Letter sent to firms by UK financial regulator the FCA highlights concerns with CFD products
The FCA has been looking into products and services offered to retail investors and part of their focus has been on CFD products. Today they’ve issued a statement via a copy of a letter that will be sent to firms. In it they highlight concerns they have;
- Most providers and distributors in our review were unable to offer a satisfactory definition of their target market or to explain how they align the needs of this group to the CFD product they offered.
- Given the level of risk of these products, it is important firms comply with our rules. We note that the majority (76%) of retail customers who bought CFD products on either an advisory or discretionary basis lost money over the 12 month period under review (July 2015 to June 2016).
- We saw a wide range of communication, monitoring and challenge practices by providers over their distributors, many of which were ineffective and did not meet our expectations.
- Most sample providers had flawed due diligence processes for taking on new distributors.
- We identified weaknesses in the conflict of interest management arrangements at all the distributors we assessed.
- Most firms had MI and monitoring structures in place. However, flaws in these tools meant firms did not have the effective oversight they needed to robustly challenge poor conduct or control failings. Some firms were unable to offer any evidence of MI or KPIs.
- The quality of remuneration arrangements at CFD distributors was mixed. While some demonstrated good practice, many firms had significant room for improvement.
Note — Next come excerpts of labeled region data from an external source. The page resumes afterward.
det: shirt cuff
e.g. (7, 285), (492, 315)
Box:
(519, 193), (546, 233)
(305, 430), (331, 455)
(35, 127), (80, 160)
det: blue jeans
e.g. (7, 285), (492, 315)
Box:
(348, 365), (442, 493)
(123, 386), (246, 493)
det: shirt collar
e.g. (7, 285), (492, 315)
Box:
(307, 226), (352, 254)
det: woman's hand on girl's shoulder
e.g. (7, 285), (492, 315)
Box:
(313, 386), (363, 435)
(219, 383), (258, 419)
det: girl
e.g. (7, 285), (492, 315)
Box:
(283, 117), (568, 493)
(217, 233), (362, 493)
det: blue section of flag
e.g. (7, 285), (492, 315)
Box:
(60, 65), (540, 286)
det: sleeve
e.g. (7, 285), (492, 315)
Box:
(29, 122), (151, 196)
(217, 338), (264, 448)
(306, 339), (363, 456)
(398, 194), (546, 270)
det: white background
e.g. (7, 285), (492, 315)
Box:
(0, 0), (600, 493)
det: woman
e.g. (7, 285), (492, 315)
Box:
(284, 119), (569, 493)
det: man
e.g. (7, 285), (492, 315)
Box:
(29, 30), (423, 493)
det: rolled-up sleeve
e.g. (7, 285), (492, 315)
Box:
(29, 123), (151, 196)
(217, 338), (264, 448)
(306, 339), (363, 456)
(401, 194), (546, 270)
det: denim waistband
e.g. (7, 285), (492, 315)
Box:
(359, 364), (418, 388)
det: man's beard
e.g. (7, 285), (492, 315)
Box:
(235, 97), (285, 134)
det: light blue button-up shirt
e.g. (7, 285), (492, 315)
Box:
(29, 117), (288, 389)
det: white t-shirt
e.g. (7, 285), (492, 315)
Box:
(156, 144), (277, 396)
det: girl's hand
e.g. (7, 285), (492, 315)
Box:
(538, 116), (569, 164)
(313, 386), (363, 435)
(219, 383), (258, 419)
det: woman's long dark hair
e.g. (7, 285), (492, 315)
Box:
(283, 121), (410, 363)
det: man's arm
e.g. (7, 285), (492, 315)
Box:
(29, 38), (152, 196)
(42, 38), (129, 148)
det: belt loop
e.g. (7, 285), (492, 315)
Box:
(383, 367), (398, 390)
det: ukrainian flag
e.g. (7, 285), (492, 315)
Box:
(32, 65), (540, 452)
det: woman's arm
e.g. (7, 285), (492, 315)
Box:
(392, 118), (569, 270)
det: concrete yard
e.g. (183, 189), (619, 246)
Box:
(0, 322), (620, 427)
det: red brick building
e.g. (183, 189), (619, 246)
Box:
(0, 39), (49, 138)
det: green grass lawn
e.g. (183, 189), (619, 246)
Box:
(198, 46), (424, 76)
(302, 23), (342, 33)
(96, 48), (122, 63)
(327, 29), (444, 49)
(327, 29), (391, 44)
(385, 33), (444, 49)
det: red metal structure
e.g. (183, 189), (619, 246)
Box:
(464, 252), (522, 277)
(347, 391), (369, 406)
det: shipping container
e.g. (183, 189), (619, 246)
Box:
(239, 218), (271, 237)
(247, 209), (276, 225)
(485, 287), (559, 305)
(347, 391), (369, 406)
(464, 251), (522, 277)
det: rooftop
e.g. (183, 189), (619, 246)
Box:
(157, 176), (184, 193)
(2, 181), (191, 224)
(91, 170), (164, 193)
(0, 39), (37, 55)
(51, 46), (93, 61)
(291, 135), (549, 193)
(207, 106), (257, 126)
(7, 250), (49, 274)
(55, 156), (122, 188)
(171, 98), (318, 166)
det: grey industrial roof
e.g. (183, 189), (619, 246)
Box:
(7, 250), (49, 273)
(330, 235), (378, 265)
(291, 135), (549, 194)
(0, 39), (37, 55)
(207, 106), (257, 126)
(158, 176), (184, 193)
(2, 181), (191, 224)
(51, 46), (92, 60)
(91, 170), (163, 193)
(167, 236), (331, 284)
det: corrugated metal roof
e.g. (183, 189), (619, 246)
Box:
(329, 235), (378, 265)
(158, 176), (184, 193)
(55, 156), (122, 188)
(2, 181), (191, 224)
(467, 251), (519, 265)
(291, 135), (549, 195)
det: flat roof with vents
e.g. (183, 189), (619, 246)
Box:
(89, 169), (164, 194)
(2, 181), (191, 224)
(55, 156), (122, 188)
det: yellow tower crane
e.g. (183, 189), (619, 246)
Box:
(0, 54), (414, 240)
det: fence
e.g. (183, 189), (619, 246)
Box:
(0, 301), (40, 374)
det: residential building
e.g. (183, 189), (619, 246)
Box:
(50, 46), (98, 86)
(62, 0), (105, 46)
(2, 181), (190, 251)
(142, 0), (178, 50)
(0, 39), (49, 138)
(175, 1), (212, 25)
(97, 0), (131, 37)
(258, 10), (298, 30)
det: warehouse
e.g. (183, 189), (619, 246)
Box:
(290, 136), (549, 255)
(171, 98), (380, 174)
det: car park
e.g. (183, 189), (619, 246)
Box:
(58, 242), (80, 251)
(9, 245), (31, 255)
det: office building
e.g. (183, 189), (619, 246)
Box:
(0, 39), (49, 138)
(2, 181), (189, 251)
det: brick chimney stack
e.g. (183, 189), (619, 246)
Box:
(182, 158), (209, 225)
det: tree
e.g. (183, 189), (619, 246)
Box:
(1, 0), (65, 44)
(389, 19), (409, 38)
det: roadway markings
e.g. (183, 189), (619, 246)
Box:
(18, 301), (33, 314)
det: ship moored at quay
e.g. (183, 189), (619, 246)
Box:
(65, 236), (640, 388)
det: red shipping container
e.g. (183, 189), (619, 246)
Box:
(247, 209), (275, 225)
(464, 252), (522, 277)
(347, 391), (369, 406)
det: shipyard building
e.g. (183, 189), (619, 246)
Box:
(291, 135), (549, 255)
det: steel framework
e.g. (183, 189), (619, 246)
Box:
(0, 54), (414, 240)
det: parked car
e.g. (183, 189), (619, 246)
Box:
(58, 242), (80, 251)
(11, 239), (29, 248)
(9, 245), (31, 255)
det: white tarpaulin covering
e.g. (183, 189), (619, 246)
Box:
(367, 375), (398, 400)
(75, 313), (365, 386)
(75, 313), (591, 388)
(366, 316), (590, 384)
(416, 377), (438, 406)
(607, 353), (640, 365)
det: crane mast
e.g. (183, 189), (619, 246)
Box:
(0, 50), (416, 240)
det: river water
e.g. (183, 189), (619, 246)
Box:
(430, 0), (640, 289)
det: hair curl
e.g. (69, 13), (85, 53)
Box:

- Several distributor firms had problems with their processes and the criteria they consider acceptable when categorising clients as elective professionals
In our view, none of the 19 providers in our review were acting in line with our guidance(RPPD). Additionally, these firms could not demonstrate that they were acting with due skill, care and diligence. As a result, they risk non-compliance with Principle 2 (Skill, care and diligence). We were particularly concerned with providers’ lack of effective communication and challenge, given that the majority of retail investors (76%) lost money over the period we reviewed.Next stepsGiven the significant weaknesses we found across our sample, we believe there is a high risk that firms across the sector are not meeting our rules and expectations when providing and distributing CFDs. As a result, consumers may be at serious risk of harm from poor practices in this sector
It should be remembered that the definition of a CFD has been broadened to what was a specific trading vehicle where investors could short stocks. The function is now used to cover many markets as a way for retail brokers to offer their own parallel markets, for example, in things like FX. The long and short of this statement is that firms need to get their acts together and the biggest message that could affect us as traders, is the way we need to be classified. Unless we accept and sign terms that we are knowledgeable in investments and therefore possibly classed as professional investors, we may find that we’re restricted from trading many markets and products.
The FCA and ESMA are also reviewing how products are offered to retail investors and are looking at bringing in leverage caps. There are further consultations being run this month.